Here are three methods police use to detect DUI:
- Observation of illegal or erratic driving: For example, if an officer is watching traffic from the side of the road, they may be looking for drivers who are swerving in and out of their lane, driving extremely slowly or ignoring traffic signs. This is the type of probable cause an officer needs to pull you over and learn more about what’s happening.
- Field sobriety tests: If you’re stopped by police, they’re likely to conduct a variety of field sobriety tests to determine if you’ve been drinking and driving. These typically include standing on one leg, walking in a straight line and/or a speech test.

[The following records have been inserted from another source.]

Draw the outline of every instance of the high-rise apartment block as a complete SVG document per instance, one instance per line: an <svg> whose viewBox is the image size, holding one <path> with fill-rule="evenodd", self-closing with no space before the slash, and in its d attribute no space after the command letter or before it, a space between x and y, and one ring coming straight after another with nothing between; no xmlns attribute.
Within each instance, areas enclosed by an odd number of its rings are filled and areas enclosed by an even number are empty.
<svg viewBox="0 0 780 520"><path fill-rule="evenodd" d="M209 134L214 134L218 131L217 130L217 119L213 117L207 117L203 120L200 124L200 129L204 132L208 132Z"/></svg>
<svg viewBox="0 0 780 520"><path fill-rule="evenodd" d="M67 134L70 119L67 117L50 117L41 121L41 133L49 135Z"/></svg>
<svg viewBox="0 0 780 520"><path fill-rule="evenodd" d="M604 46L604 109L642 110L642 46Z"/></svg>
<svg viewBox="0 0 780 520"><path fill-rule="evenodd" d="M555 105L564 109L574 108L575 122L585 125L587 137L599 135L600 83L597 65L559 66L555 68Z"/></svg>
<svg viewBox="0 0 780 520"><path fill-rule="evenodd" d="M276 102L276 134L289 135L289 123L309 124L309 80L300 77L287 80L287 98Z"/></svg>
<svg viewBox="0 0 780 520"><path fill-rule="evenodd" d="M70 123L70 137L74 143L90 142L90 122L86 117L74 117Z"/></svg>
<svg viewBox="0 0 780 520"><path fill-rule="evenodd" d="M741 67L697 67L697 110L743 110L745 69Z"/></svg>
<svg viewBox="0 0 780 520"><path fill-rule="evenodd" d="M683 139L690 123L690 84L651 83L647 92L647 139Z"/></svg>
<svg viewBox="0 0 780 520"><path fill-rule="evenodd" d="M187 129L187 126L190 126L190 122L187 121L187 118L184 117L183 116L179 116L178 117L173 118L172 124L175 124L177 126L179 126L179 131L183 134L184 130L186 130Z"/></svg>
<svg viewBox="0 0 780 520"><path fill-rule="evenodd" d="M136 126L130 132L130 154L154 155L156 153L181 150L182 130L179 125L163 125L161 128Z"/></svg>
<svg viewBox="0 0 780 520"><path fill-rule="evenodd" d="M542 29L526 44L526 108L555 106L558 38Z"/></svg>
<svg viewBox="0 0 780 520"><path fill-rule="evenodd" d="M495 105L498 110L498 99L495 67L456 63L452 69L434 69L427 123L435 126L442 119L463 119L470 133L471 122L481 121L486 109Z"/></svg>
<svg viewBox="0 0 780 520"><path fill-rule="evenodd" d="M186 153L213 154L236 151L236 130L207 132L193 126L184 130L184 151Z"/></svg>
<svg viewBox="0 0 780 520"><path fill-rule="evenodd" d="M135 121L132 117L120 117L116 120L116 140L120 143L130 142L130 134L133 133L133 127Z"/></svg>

- Chemical test: If you fail one or more field sobriety test, expect the officer to ask you to take a chemical test. These tests are normally taken by testing a breath sample, urine or your blood. At the scene, the use of a Breathalyzer is most common.
Just because an officer pulls you over for suspicion of DUI doesn’t mean you’ll be put under arrest. Here are some steps you can take to protect against this:
- Treat the officer with respect
- Provide the information requested of you
- Don’t talk back or become upset or angry
Also, you have the right to refuse to answer questions. If you don’t feel comfortable providing an answer, it’s okay to explain your stance to the officer.
If you’re arrested for driving under the influence, remain calm and take mental notes about everything that’s happening. Once you’re processed and released, turn your attention to your legal rights and the steps you’ll take to prevent a conviction.
The consequences of a DUI conviction are severe, so do your best to implement a defense strategy that allows you to avoid trouble. This will give you the confidence necessary to move through the legal process.